To give a bit of background, we have several divisions and units, each with their own website, some specialty sites and the main site which loosely groups it all together. Our goal in this scenario is to drive users to what they want but know that due to this architecture, which is not consistent across all the sites, the best that we can do is to drive users in the direction of what they want.
When we first purchased the GSA we purchased a license for 1M documents, once the crawling started we realized we probably had more content than that, but we also knew that our sites contained a lot of ROT (redundant, outdated, trivial content) so the plan was to exclude it. After all, if there is garbage in the index it will show up in search results, and that is not desirable.
I started excluding content. First it was easy things such as pages that were specifically for printing, then anything with session IDs and the list grew. Now, our index is down to 160K documents and nothing of use has been excluded from indexing. How did we do it – ruthless exclusion!
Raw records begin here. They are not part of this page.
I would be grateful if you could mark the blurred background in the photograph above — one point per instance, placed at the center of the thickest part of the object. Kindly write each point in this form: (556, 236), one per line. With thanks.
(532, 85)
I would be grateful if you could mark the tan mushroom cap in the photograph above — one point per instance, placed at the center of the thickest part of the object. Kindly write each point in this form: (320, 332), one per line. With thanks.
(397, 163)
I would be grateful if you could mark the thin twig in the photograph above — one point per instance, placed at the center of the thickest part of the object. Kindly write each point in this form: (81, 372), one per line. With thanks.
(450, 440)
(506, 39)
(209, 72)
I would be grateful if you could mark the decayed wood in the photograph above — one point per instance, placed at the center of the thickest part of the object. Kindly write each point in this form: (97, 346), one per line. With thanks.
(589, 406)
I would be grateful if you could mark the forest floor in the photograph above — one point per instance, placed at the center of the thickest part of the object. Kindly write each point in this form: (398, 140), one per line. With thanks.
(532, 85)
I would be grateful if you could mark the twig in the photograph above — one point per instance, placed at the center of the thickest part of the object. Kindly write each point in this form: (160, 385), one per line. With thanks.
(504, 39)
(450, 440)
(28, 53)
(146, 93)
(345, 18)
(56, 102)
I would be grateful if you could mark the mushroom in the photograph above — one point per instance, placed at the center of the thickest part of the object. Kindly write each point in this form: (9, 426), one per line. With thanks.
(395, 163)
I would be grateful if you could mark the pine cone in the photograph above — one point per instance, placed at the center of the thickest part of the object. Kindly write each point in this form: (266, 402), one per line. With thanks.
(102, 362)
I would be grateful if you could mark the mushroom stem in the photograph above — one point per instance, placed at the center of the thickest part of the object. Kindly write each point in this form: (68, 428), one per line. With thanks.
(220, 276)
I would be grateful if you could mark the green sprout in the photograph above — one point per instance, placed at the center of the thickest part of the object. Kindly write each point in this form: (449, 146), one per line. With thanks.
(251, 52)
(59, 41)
Here is a list of everything I exclude from our index:
- Individual people pages in directories. The directories are indexed so the people can be found but not the individual pages which users click through to from the directory;
- Individual pages in books. Again, we have the main page for the publication and due to some programming all of the content is in the index for the book but only the single main page appears for the book in search results;
- Lack of metadata means podcasts and videocasts don’t index well to begin with so they are excluded, we have pages listing the files with descriptions;
- Past events can be accessed through calendar pages but past events themselves are not indexed;
- Permutations of faceted navigation;
- Pages formatted for printing;
- Anything with a session ID;
- And, any personal content since some areas of our organization do allow employees to have personal sites.
Besides having a super clean yet very useful index, the upshot is that I have become very adept with regexps!